Set up (please run in R "sessionInfo()" and copy the output here):
To Reproduce
PLP Log File plplog.txt
Full output directory http://www.wdong.org/~wdong/output.tar.
Additional context
I made two other edits to Plp commit 14cf29ed:
- Remove the minimal outcome constraint.
- Remove exception handling when calling runPlp so exceptions are not silently ignored.
diff --git a/R/RandomForest.R b/R/RandomForest.R
index 7ebd65d..b554f61 100644
--- a/R/RandomForest.R
+++ b/R/RandomForest.R
@@ -119,6 +119,8 @@ fitRandomForest <- function(population, plpData, param, search='grid', quiet=F,
#x <- toSparsePython2(plpData,population, map=NULL)
prediction <- population
x <- toSparseM(plpData,population,map=NULL, temporal = F)
+ saveRDS(x, "not_used.rds")
+ # x$data[is.nan(x$data)] <- 0
ParallelLogger::logInfo('Sourcing python code')
reticulate::source_python(system.file(package='PatientLevelPrediction','python','randomForestFunctions.py'), envir = e)
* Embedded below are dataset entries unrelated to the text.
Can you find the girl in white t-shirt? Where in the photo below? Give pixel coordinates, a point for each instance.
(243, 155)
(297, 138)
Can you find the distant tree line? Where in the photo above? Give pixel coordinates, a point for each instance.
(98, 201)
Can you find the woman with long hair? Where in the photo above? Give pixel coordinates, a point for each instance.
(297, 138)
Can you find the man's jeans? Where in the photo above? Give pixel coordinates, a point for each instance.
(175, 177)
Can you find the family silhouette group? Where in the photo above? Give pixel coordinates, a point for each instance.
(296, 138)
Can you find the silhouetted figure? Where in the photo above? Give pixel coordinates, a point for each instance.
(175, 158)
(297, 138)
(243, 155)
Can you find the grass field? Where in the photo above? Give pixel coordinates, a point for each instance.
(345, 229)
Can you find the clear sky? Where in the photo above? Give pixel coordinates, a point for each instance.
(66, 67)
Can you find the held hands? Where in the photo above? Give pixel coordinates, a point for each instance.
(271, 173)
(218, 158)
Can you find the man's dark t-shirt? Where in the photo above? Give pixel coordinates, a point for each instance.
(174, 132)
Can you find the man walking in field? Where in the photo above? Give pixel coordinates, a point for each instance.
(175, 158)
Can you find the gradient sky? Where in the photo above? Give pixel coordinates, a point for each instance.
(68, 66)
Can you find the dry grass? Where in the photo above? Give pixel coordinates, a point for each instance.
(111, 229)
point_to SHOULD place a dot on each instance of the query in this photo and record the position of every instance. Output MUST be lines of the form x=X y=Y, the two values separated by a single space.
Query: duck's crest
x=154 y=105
diff --git a/R/RunMultiplePlp.R b/R/RunMultiplePlp.R
index 565d8cc..62b2140 100644
--- a/R/RunMultiplePlp.R
+++ b/R/RunMultiplePlp.R
@@ -268,9 +268,10 @@ runPlpAnalyses <- function(connectionDetails,
runPlpSettings$savePlpResult <- T
runPlpSettings$savePlpPlots <- F
runPlpSettings$saveEvaluation <- F
- result <- tryCatch(do.call(runPlp, runPlpSettings),
- finally= ParallelLogger::logTrace('Done runPlp.'),
- error= function(cond){ParallelLogger::logTrace(paste0('Error with runPlp:',cond));return(NULL)})
+ result <- do.call(runPlp, runPlpSettings)
+ #result <- tryCatch(do.call(runPlp, runPlpSettings),
+ # finally= ParallelLogger::logTrace('Done runPlp.'),
+ # error= function(cond){ParallelLogger::logTrace(paste0('Error with runPlp:',cond));return(NULL)})
}
}
diff --git a/R/RunPlp.R b/R/RunPlp.R
index 34d0f76..8bbec2a 100644
--- a/R/RunPlp.R
+++ b/R/RunPlp.R
@@ -215,7 +215,7 @@ runPlp <- function(population, plpData, minCovariateFraction = 0.001, normalize
ParallelLogger::logDebug(paste0('testSplit: ', testSplit))
checkInStringVector(testSplit, c('person','time', 'stratified','subject'))
ParallelLogger::logDebug(paste0('outcomeCount: ', sum(population[,'outcomeCount']>0)))
- checkHigherEqual(sum(population[,'outcomeCount']>0), 25)
+ checkHigherEqual(sum(population[,'outcomeCount']>0), 0)
ParallelLogger::logDebug(paste0('plpData class: ', class(plpData)))
checkIsClass(plpData, c('plpData'))
ParallelLogger::logDebug(paste0('testfraction: ', testFraction))
What features were you using? The data shouldn't have NA values
I had an experience similar to this issue. I also injected external covariates into the covariateData file. When my data had 0 value in covariateValue column of the covariateData, then I got NaN error when running random forest (but the error didn't occur when running lasso or gbm). After I removed zero values in external covariates, the error was resolved. It seems that zero value converted to NaN in the r_to_py step maybe-.
Interesting - I'll test removing entries with a 0 value to prevent this as the sparse matrix defaults to a value of 0.